Complement-related renal diseases are rare. MPGN II leads to end-stage renal failure in 50% of affected persons. It is usually diagnosed in children, with girls being more likely to progress to renal failure. Persons with MPGN II also develop Drusen, which are yellowish deposits in the retina that appear similar on funduscopy to the changes seen in age-related macular degeneration (AMD). AMD is the most common cause of loss of vision in the elderly and interestingly, both MPGN II and AMD are associated with abnormal regulation of the alternative pathway of the complement cascade, suggesting that similar mechanisms are involved in these two diseases. Atypical Hemolytic Uremic Sydnrome is also associated with dysregulation of complement. Mutations in Complement Factor H, Factor I and MCP can result in atypical Hemolytic Uremic Sydnrome.

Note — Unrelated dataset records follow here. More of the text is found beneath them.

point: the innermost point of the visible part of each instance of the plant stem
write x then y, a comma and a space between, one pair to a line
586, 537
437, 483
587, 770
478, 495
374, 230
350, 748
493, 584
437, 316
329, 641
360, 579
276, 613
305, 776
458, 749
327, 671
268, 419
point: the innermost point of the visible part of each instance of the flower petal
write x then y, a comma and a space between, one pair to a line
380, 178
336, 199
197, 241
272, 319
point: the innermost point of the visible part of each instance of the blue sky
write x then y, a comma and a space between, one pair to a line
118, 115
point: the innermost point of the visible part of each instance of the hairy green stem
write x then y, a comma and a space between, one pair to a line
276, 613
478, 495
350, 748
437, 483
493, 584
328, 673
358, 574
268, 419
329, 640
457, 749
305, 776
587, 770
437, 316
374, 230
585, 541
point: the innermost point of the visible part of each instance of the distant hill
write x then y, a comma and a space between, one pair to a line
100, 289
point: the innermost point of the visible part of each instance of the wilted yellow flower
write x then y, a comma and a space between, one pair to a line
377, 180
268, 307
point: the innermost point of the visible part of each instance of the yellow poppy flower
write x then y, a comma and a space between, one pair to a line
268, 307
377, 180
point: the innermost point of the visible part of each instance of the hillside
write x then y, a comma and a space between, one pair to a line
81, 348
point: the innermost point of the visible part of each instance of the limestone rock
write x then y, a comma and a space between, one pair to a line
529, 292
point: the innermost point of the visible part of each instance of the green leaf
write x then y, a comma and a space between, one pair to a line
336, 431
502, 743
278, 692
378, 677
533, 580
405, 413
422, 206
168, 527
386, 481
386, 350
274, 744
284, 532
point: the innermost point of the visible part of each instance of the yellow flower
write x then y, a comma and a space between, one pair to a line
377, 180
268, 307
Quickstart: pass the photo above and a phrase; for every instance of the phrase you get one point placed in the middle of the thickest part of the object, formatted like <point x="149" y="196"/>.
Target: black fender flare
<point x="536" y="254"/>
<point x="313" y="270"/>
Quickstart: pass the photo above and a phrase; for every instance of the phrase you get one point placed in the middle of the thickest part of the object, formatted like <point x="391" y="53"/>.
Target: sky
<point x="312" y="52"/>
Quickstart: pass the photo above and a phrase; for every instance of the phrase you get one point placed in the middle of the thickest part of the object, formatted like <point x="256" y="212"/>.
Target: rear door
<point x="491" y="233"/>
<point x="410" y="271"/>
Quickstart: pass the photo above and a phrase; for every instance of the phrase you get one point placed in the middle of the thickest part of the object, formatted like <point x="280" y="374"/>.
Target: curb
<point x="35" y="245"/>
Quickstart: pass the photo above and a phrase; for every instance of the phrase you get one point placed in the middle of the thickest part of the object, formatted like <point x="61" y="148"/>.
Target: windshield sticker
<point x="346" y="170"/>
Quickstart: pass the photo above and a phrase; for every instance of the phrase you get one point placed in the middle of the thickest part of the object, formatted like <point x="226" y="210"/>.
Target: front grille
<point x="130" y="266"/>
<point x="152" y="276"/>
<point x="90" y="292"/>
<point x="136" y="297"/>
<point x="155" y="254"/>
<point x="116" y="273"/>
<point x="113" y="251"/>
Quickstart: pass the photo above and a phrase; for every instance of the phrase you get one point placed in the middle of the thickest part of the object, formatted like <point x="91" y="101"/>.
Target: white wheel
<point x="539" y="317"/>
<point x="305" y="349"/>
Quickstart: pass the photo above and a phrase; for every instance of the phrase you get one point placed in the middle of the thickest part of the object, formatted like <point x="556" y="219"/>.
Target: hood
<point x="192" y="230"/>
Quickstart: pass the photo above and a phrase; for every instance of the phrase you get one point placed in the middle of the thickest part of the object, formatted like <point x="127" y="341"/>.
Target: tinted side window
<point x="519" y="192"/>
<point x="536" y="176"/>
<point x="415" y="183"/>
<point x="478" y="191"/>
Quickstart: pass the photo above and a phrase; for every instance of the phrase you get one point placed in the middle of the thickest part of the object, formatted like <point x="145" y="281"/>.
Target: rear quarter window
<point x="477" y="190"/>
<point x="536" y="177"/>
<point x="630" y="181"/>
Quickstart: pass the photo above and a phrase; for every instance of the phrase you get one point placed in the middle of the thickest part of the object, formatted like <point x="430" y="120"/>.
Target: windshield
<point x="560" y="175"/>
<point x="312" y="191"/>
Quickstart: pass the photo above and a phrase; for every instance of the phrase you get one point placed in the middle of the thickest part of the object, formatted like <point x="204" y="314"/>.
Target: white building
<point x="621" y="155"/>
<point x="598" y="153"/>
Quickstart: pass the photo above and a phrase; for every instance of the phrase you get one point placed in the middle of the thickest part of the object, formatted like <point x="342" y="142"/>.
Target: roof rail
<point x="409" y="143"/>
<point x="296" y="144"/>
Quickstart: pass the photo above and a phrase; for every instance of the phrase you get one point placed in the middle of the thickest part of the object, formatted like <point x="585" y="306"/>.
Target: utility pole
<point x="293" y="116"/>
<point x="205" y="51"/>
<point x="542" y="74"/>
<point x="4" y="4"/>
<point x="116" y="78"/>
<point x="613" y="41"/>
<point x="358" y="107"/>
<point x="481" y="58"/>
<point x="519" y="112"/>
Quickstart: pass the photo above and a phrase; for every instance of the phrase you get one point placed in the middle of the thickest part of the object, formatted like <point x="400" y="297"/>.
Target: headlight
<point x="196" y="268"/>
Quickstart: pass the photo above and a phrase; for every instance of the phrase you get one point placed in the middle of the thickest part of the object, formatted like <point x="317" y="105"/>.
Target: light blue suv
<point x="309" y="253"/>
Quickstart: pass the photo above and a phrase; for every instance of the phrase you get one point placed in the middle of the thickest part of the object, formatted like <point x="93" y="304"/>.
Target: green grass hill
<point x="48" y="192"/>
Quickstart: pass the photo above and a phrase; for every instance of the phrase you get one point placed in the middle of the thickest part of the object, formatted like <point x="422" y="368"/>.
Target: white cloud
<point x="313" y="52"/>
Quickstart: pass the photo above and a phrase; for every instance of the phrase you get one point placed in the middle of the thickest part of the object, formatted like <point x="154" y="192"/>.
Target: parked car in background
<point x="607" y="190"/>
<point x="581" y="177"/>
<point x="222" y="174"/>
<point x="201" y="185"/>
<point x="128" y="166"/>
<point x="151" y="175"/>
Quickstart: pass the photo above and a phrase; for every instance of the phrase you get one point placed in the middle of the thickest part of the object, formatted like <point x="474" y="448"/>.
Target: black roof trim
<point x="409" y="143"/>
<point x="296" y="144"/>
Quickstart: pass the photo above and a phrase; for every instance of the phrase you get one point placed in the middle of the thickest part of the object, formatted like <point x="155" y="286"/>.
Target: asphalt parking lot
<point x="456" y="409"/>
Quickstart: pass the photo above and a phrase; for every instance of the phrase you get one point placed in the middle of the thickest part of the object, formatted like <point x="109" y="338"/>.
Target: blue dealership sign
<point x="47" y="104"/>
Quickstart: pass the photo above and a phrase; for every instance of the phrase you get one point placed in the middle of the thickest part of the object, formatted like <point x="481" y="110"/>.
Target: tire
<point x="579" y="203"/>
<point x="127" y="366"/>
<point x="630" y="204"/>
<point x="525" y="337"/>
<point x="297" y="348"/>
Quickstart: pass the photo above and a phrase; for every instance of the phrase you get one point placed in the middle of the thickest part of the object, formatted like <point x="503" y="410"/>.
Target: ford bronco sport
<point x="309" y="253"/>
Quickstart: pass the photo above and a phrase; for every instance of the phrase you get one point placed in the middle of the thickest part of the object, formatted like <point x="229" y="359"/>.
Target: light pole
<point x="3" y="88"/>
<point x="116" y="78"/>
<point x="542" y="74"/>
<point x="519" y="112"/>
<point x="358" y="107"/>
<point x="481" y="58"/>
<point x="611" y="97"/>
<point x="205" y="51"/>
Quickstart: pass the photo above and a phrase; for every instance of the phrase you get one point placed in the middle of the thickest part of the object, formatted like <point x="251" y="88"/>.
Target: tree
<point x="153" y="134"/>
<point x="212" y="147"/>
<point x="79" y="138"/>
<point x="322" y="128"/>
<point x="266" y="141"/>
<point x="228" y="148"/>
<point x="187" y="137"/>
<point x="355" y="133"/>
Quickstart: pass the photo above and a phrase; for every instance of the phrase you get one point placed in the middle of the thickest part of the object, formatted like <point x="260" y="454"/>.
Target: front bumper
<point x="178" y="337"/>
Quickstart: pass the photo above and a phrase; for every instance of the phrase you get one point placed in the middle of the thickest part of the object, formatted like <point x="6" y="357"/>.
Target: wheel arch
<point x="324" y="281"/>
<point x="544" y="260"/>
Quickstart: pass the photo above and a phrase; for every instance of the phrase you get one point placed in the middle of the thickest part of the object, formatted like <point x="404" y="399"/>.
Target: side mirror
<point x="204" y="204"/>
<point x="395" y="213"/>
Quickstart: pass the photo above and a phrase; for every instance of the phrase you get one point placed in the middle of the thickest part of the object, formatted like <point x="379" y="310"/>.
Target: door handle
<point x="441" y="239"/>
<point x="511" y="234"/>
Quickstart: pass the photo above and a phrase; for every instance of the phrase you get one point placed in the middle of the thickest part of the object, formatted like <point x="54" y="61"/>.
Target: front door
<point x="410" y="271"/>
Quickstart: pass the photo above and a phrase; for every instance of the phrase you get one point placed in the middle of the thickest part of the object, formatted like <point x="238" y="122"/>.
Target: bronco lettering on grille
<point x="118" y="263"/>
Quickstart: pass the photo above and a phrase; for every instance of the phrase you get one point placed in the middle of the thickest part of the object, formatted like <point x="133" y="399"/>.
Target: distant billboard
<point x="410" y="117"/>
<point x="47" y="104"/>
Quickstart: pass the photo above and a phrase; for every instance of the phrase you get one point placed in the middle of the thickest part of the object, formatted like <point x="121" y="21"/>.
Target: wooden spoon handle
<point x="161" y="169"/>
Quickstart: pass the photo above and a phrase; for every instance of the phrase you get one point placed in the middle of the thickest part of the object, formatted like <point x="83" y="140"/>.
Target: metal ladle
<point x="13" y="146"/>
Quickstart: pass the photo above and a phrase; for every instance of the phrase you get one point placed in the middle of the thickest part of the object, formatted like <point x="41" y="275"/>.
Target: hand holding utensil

Determining the genetic cause of this disease is tremendously important as the prognosis for a successful renal transplant can vary from a low of 10% for persons with Complement Factor H mutations to a high of 80% for persons with mutations in MCP. We are studying both MPGN II and atypical Hemolytic Uremic Sydnrome with the ultimate goal of developing treatments for these two diseases.